CCTV : Il y a quelques jours, la Palestine a réitéré sa décision de tenir les élections générales en mai. Elle a souligné qu'Israël n'avait pas le droit d'empêcher le processus des élections palestiniennes, que celles-ci devraient avoir lieu dans tout le territoire palestinien, y compris à Jérusalem-Est, et a appelé à l'appui de la communauté internationale. Quels sont les commentaires de la Chine à ce sujet ?

Zhao Lijian : La Chine se félicite de la tenue des élections générales par la Palestine et espère qu'elles se tiendront dans tout le territoire palestinien comme prévu de manière stable et heureuse. Nous appelons la communauté internationale à jouer un rôle actif et constructif à cet égard.

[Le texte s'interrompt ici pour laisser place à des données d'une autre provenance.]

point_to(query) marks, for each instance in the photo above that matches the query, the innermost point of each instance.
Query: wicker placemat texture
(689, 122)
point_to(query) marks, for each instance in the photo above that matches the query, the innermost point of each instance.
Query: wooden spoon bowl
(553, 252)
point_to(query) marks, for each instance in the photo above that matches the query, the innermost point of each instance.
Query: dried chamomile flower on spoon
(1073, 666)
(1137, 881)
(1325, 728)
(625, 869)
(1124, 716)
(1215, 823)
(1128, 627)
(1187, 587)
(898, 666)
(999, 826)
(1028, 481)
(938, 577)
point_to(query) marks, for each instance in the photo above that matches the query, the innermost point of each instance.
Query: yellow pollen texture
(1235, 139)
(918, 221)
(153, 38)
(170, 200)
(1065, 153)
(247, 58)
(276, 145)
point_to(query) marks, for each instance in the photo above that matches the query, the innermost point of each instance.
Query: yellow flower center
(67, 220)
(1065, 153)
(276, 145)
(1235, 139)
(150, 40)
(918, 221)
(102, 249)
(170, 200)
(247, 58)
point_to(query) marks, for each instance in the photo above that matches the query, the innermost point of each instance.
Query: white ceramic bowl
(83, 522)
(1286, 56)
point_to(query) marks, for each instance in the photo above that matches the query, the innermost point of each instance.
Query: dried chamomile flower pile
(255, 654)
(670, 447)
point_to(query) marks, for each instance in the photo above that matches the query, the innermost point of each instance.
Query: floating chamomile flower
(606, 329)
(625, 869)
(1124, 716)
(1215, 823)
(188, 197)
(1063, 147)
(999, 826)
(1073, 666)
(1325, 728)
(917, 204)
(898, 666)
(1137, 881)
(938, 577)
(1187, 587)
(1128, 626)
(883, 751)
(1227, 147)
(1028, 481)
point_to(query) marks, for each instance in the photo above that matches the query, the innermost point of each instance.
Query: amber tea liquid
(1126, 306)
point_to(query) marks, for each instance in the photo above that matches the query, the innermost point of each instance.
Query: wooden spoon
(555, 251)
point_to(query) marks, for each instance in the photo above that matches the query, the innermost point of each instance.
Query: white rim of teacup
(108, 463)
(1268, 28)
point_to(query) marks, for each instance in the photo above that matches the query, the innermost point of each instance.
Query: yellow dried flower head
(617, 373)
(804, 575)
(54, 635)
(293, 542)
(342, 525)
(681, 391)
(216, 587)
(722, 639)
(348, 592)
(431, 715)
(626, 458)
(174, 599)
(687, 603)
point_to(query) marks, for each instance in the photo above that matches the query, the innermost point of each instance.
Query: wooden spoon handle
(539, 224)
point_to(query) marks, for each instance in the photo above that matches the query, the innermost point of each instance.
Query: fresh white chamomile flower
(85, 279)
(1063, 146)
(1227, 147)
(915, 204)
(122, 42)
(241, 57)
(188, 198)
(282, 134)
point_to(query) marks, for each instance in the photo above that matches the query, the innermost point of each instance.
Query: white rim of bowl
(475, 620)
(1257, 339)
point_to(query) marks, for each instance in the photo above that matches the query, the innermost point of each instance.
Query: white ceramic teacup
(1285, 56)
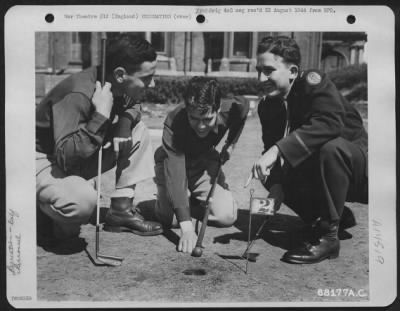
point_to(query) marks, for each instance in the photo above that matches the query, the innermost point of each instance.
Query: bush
(348, 77)
(170, 89)
(351, 81)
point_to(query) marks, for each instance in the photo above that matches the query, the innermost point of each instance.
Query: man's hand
(188, 237)
(276, 193)
(103, 99)
(123, 136)
(263, 166)
(225, 154)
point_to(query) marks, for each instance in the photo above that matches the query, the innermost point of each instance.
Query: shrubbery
(170, 89)
(351, 80)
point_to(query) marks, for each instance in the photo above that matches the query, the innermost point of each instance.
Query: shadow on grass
(280, 230)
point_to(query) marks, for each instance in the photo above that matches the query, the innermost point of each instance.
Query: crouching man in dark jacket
(315, 147)
(75, 119)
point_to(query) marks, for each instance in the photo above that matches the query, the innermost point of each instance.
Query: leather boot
(121, 217)
(347, 220)
(325, 247)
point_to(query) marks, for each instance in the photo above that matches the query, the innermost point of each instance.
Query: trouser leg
(321, 185)
(68, 200)
(201, 175)
(342, 169)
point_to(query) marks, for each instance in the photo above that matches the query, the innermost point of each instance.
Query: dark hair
(202, 94)
(128, 51)
(282, 46)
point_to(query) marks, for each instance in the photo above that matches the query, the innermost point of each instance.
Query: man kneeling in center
(187, 162)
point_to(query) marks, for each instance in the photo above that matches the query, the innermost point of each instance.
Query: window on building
(241, 44)
(76, 48)
(157, 40)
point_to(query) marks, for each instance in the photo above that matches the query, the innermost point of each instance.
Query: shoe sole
(125, 229)
(332, 256)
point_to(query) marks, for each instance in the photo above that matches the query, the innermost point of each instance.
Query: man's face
(135, 83)
(274, 74)
(202, 123)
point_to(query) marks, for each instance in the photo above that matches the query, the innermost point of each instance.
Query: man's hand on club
(103, 99)
(188, 237)
(262, 167)
(276, 193)
(123, 136)
(225, 154)
(122, 145)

China Review News : Le 15 avril, trois experts indépendants nommés par le Conseil des droits de l'homme des Nations Unies ont publié un communiqué conjoint selon lequel ils regrettaient profondément la décision prise par la partie japonaise de rejeter l'eau contaminée de la centrale nucléaire dans la mer. Ils ont affirmé que cette opération aurait un impact sur la vie des millions de personnes dans la région du Pacifique et constituerait une menace très grave pour la protection des droits de l'homme. Le Forum des îles du Pacifique (FIP), les Philippines, la République populaire démocratique de Corée (RPDC) ainsi que d'autres parties ont également exprimé leur profonde préoccupation concernant cette décision, exhortant le Japon à prendre toutes les mesures nécessaires pour éviter d'endommager l'environnement maritime et en particulier les écosystèmes du monde entier. Quels sont les commentaires de la Chine à ce sujet ?

Zhao Lijian : Nous avons remarqué les réactions des différentes parties concernées. Nous avons exprimé à plusieurs reprises notre position solennelle en ce qui concerne le rejet de l'eau contaminée de la centrale nucléaire de Fukushima dans la mer. Hier, la partie chinoise a convoqué l'Ambassadeur du Japon en Chine pour faire une démarche solennelle. Nous exhortons fermement le Japon à assumer ses responsabilités, à adopter une attitude scientifique, à remplir ses obligations internationales et à s'abstenir de rejeter à sa guise l'eau contaminée dans la mer avant de parvenir à un consensus, par d'amples consultations, avec toutes les parties prenantes et les organisations internationales.

Voici ce que les autres pays du monde ont du mal à comprendre concernant la décision du Japon : pourquoi le Japon est-il déterminé à choisir une méthode dangereuse qui porterait atteinte à l'environnement marin mondial avant d'épuiser tous les moyens sûrs de traitement ? Pourquoi le Japon se donne-t-il la peine de sceller l'eau contaminée dans des réservoirs de stockage alors qu'il dit que l'eau à déverser est traitée et épurée ? Comment sont définies les pratiques et les normes internationales que le Japon prétend suivre pour le déversement alors qu'il n'y a jamais eu de cas précédent de rejet de l'eau contaminée dans la mer suite à un accident nucléaire ? Les normes établies unilatéralement par le Japon ont-elles été évaluées et acceptées par un organisme tiers de manière objective et indépendante ? Le Japon se dit attaché aux préoccupations de la communauté internationale, mais a-t-il mené d'amples consultations avec les pays voisins et les organisations internationales de protection de l'environnement ? Pourquoi hésite-t-il depuis si longtemps à créer un groupe de travail technique dans le cadre d'une organisation internationale, auquel des experts chinois doivent aussi faire partie, afin de passer l'évaluation, la vérification et la surveillance internationales ? Selon Reuters, un haut fonctionnaire japonais a envoyé un e-mail demandant aux médias internationaux de ne pas utiliser le mot « contaminé » pour décrire l'eau contaminée par le nucléaire. Pourquoi la partie japonaise aura peur si cette eau n'est pas contaminée ?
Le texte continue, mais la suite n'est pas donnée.